Local decision guide
Use this comparison to weigh FHA Loans and USDA Loans through local payment fit, eligibility, documentation, and timing before choosing a path in Hollister.
Hollister sits in a pocket of San Benito County where both FHA and USDA loans are live options. That's not true everywhere in California.
Both programs offer low or zero down payment paths. But the eligibility rules are very different. Picking the wrong one costs you money.
FHA loans require 3.5% down with a 580 credit score. Drop to 500-579 and you need 10% down. Most lenders want 580 minimum.
The biggest split is down payment. USDA is zero down. FHA is 3.5% minimum. On a $600,000 home, that's $21,000 out of pocket with FHA.

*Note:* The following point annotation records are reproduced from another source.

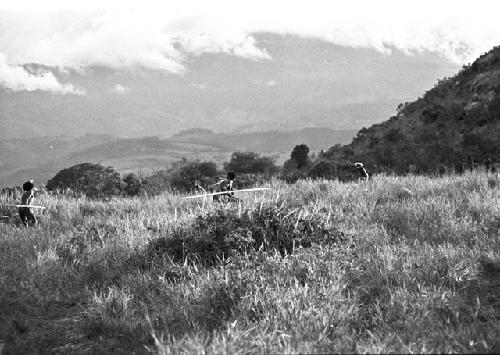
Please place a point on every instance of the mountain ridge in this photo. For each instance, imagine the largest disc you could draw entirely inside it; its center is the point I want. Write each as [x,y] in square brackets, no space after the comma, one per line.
[455,125]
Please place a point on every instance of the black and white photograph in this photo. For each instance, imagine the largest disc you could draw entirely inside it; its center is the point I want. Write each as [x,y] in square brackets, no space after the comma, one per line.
[249,177]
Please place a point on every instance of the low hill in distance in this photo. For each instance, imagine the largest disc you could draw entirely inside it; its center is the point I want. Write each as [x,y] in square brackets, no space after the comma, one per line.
[456,124]
[42,158]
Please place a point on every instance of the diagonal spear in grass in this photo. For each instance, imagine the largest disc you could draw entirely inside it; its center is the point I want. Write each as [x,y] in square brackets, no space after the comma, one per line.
[226,192]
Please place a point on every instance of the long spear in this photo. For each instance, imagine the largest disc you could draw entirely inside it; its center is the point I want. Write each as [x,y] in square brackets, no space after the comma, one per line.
[30,206]
[226,192]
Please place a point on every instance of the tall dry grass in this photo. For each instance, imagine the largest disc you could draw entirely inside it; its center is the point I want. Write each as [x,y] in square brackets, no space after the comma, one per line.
[400,264]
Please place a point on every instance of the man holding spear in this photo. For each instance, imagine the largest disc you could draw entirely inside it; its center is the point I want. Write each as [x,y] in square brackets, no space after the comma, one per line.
[27,217]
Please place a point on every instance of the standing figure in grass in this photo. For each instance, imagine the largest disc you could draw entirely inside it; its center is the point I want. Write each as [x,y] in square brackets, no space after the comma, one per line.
[363,175]
[225,185]
[27,217]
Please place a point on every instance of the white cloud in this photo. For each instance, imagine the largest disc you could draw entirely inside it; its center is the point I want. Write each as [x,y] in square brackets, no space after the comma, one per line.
[199,86]
[16,78]
[120,89]
[163,35]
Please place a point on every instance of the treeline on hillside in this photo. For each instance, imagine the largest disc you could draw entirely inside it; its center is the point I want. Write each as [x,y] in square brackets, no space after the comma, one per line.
[454,126]
[95,180]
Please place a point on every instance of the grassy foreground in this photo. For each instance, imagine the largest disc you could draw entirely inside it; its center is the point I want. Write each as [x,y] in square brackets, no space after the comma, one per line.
[313,267]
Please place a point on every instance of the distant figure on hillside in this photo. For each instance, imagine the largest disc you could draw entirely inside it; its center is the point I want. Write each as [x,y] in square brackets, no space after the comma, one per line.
[471,163]
[363,175]
[488,164]
[27,217]
[198,187]
[225,185]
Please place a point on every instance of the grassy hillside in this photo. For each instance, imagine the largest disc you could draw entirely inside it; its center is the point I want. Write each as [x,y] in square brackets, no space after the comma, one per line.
[313,267]
[457,120]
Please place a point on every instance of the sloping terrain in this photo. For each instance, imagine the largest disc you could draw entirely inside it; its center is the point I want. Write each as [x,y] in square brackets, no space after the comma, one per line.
[454,124]
[41,159]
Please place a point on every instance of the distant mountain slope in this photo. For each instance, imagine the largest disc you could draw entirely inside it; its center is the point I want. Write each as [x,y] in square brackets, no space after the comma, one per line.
[42,158]
[270,141]
[454,124]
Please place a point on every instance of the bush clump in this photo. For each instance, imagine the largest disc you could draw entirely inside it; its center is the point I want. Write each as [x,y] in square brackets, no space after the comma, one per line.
[219,234]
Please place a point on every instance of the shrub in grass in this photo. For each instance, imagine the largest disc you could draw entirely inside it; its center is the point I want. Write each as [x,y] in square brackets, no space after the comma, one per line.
[219,234]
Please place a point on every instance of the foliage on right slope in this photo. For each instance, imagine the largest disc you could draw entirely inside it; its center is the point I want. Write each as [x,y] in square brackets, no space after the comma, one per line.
[455,124]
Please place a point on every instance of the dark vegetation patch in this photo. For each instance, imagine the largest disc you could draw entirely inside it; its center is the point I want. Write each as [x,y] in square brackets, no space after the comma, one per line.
[218,235]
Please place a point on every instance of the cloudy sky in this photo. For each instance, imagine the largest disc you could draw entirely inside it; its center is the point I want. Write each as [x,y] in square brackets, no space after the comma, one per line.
[51,46]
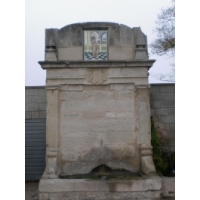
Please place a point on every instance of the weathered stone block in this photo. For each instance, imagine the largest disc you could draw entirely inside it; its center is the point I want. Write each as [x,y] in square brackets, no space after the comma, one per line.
[42,106]
[167,88]
[171,111]
[126,35]
[64,35]
[112,124]
[31,91]
[42,92]
[155,89]
[42,114]
[28,115]
[76,35]
[75,125]
[171,134]
[172,127]
[154,104]
[162,96]
[167,104]
[168,119]
[70,53]
[161,111]
[28,99]
[31,107]
[114,35]
[34,115]
[121,53]
[38,98]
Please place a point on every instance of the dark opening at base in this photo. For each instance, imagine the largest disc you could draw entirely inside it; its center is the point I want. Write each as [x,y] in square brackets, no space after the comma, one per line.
[104,172]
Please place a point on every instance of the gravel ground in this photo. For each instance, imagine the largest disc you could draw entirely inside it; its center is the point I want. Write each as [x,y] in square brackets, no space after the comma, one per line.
[31,191]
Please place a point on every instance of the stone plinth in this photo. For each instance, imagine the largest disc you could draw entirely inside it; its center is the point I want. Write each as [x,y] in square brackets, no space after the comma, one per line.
[79,189]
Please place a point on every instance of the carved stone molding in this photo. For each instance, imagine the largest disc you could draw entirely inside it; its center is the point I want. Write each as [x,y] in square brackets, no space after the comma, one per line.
[97,76]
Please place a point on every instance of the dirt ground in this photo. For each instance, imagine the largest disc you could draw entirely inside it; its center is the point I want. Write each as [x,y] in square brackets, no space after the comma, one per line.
[31,191]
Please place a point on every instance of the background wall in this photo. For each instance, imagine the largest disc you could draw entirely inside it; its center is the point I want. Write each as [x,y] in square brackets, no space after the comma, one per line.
[35,100]
[162,99]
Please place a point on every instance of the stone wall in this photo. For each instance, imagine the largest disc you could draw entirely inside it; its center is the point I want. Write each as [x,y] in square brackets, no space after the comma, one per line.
[35,100]
[162,99]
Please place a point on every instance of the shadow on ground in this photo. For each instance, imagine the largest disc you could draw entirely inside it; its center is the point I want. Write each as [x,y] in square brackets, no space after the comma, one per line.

FHA mortgage insurance is front-loaded and annual. USDA has a guarantee fee plus a smaller annual fee. USDA's annual cost usually runs lower.
If your property qualifies for USDA and you're under the income limit, take the USDA loan. Zero down beats 3.5% down every time.
If you earn too much for USDA, or the property doesn't qualify, FHA is the move. It's more flexible on income and works on any home.
Parts of Hollister and surrounding San Benito County may qualify. Check the USDA eligibility map — boundaries change and some addresses surprise people.
USDA sets income limits by county and household size. Check the USDA income eligibility tool directly — limits update periodically.
FHA has a 203k rehab option for fixer-uppers. USDA has limited repair loan options. Standard USDA requires the home to meet livability standards at closing.
USDA's annual fee is typically lower than FHA's annual MIP. Run both scenarios with actual loan amounts — the gap matters on larger balances.
Yes. Both FHA and USDA allow seller concessions to cover closing costs. Limits differ, so ask your broker what's allowed on your specific offer.
FHA generally closes faster. USDA loans can take longer due to an extra USDA agency review step that adds time to the process.